Rina beckoned, and he came to stand beside her at the porch's edge. “When your father and I first came to this place, it was nothing but barren earth, so full of rocks you couldn't get a plow to look at it. Now just look at the gardens, the lawns, the fields, the fat animals and fatter children. We have color television in every house, we vacation abroad every year, and every child, like it or not, goes to the university. We're so
comfortable.”
She said it with such bitterness that Arik laughed. So, after a moment, did she.

“We Eshels are happier struggling than having. You can't live here, Arik. You need to fight your own battles, carve out your own place from the rock. And what's more, you know it. So don't talk to me about ‘coming home.'

“Besides,” she said, “you think I want you standing over me, watch in hand, waiting for me to die so you can get on with your own life?”

“Don't say that, Mama. You're not going to die.”

“Did I raise a fool for a son?” Rina snapped. “Everybody dies.” She waved to some passing friends and went back to her seat on the porch. “Getting sick with cancer has its interesting points,” she said. “When people find out, they're either frightened and shrink away, or they embrace you. I've had people I barely know coming up to me and saying that they love me or that they want to thank me for something I once did for them and forgot all about. The kibbutz members wanted to send me to the States when the doctors here said I was inoperable; it would have cost a fortune.”

“Who cares what it costs?

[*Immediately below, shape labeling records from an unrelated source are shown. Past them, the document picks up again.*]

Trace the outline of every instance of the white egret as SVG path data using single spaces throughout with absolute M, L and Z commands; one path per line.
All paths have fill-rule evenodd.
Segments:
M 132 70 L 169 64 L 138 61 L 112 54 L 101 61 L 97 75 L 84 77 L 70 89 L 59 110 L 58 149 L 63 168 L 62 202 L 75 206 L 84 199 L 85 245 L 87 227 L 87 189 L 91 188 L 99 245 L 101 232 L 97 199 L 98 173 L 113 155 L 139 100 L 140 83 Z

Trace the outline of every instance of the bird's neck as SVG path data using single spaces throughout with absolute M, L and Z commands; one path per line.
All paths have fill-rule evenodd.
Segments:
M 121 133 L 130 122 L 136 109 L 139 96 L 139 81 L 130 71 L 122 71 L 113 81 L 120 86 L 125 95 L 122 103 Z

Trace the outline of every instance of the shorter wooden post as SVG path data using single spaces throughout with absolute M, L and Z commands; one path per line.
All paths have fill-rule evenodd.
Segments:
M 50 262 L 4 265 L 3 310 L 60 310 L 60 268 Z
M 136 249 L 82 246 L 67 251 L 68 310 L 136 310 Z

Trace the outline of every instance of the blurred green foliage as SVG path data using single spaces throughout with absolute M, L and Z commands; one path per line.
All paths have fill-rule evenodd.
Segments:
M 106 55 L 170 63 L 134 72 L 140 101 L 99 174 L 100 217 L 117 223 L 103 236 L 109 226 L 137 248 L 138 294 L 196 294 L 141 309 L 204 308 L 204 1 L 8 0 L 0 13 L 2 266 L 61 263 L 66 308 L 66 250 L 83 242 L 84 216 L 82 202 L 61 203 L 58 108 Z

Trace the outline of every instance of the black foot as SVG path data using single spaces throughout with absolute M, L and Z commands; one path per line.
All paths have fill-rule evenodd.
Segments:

If there's a chance—”
 

“There's nothing they can do in America that the doctors here can't do. They're being decent, trying to spare me useless trauma. An operation wouldn't improve my odds with this kind of cancer—so why go through it?”
 

“How can you be sure?”
 

“I've taken an interest,” she said drily.
 

He wanted to ask, Mama, what does it feel like? Does it hurt? Are you frightened? But nothing in his kibbutz training or army service had taught him to express such thoughts; besides, there was a part of him that didn't want to know. For if she said yes, it hurts, and yes, I am afraid, then what could he do about it?

“There are two things I want,” Rina said, and Arik blurted, “Yes? What, Mama?”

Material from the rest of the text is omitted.